RICHMOND — When Les Fossel did an inspection of the Hathorn Block here years ago, he advised the prospective buyer not to take on the historic Front Street property.

His client overruled the recommendation and bought it anyway, as has at least one other optimistic yet ultimately unsuccessful developer since then.

The boarded-up windows and blocked sidewalks stand as a testament to how hard renovating historic buildings can be.

On Tuesday, Fossel bought the Hathorn Block from a New Hampshire-based limited liability company for $1, and if all goes according to plan, over the next 14 months the 14,000-square-foot building will be redeveloped into commercial space on the ground floor — the one facing Front Street — and market-rate apartments on the floors above. Plans also call for replacing a porch that was torn down decades ago, adding in garages for building tenants and developing the grounds.

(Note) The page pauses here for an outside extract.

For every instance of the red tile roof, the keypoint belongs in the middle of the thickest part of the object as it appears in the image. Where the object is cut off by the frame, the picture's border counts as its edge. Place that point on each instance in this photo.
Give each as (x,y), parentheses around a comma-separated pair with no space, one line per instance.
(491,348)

“In philosophical terms, if you can take the worst of the worst and demonstrate you can make money on it, then that opens up a lot of possibilities around the state,” Fossel said Wednesday, sitting in the kitchen of his home in Alna. Fossel’s work is restoring other people’s old homes throughout Midcoast Maine through his company, Restoration Resources. He has not bought a building to renovate and restore since his first one four decades ago.

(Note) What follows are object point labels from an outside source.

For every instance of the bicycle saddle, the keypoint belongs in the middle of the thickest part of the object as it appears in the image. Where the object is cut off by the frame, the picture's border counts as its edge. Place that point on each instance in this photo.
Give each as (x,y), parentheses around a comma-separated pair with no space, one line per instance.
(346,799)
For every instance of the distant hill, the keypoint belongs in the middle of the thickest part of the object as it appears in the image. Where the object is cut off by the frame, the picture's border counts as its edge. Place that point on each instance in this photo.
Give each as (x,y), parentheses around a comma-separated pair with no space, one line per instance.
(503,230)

Fossel has a long history with the building. He served on the Maine Preservation board in 1997 when the Hathorn Block was put on the organization’s list of most endangered historical resources, earning the dubious distinction of being on that list longer than any other building that hasn’t been renovated or demolished.

It wasn’t always clear that the block would remain standing long enough for anyone to take on the massive rehabilitation project. Town officials were becoming concerned about the potential hazards the building posed to passers-by and were considering knocking it down.

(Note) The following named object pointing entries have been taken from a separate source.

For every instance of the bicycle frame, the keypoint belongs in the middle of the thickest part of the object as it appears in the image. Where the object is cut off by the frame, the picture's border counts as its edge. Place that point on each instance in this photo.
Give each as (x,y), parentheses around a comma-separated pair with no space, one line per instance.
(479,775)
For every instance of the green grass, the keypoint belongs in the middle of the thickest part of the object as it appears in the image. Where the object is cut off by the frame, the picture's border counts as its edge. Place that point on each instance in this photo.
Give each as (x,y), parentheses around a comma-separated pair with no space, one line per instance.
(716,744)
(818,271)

“We were starting along that path, although not with any enthusiasm,” Victoria Boundy, Richmond’s community and business development director, said Wednesday.

The building is key to the downtown area and many people have a sentimental attachment to it.

“It was clear that when Fossel and his team came in to meet with town officials that they were more committed and knowledgeable than many others who had come before,” Boundy said.

Fossel and his development team gave a presentation at a special town meeting in August.

Earlier efforts failed, Fossel said Wednesday, because the developers had not figured out how to make the numbers work through the completion of the project.

“I have done 40 pro formas,” he said, “and I have another to go.”

He’s confident his numbers will work, thanks to two loans he’s secured, each for $110,000 from the town of Richmond’s revolving loan program and from Coastal Enterprises Inc., a nonprofit lender that specializes in rural business development. That money will pay for the project’s first phase, which is the bulk of the exterior work: restoring the windows and the brick work that will stabilize the building. Staging for that is expected to be up before the end of October, and the work is expected to be completed by the end of the year.

The second phase is everything else. The estimated $2 million cost will be funded by federal and state tax credits and loans.

A number of factors are working in favor of making this investment at this time and in this place.

A market study commissioned by the town shows that median household income in Richmond is growing faster than that of the state and its neighboring towns. Richmond is within commuting distance of Augusta, Brunswick, Portland and Lewiston and the midcoast. Also, the Hathorn Block offers prime views of the Kennebec River.

Fossel’s plans go hand in hand with the mixed commercial and residential use in the village area that town officials are promoting.

“It’s the best combination of uses that will keep the downtown vital,” Boundy said.

While work to stabilize the building gets underway, Boundy has her own to-do list laid out — finding possible tenants for the lower floor. The prospect list includes a dentist’s office or an urgent care facility, neither of which Richmond has. It also would be a good site for an engineering or architectural office, she said, or an arts cooperative. The riverfront location also makes the building a good prospect for businesses that cater to visitors who come by either boat or car, such as a destination restaurant, an outfitter or boat and bicycle renters.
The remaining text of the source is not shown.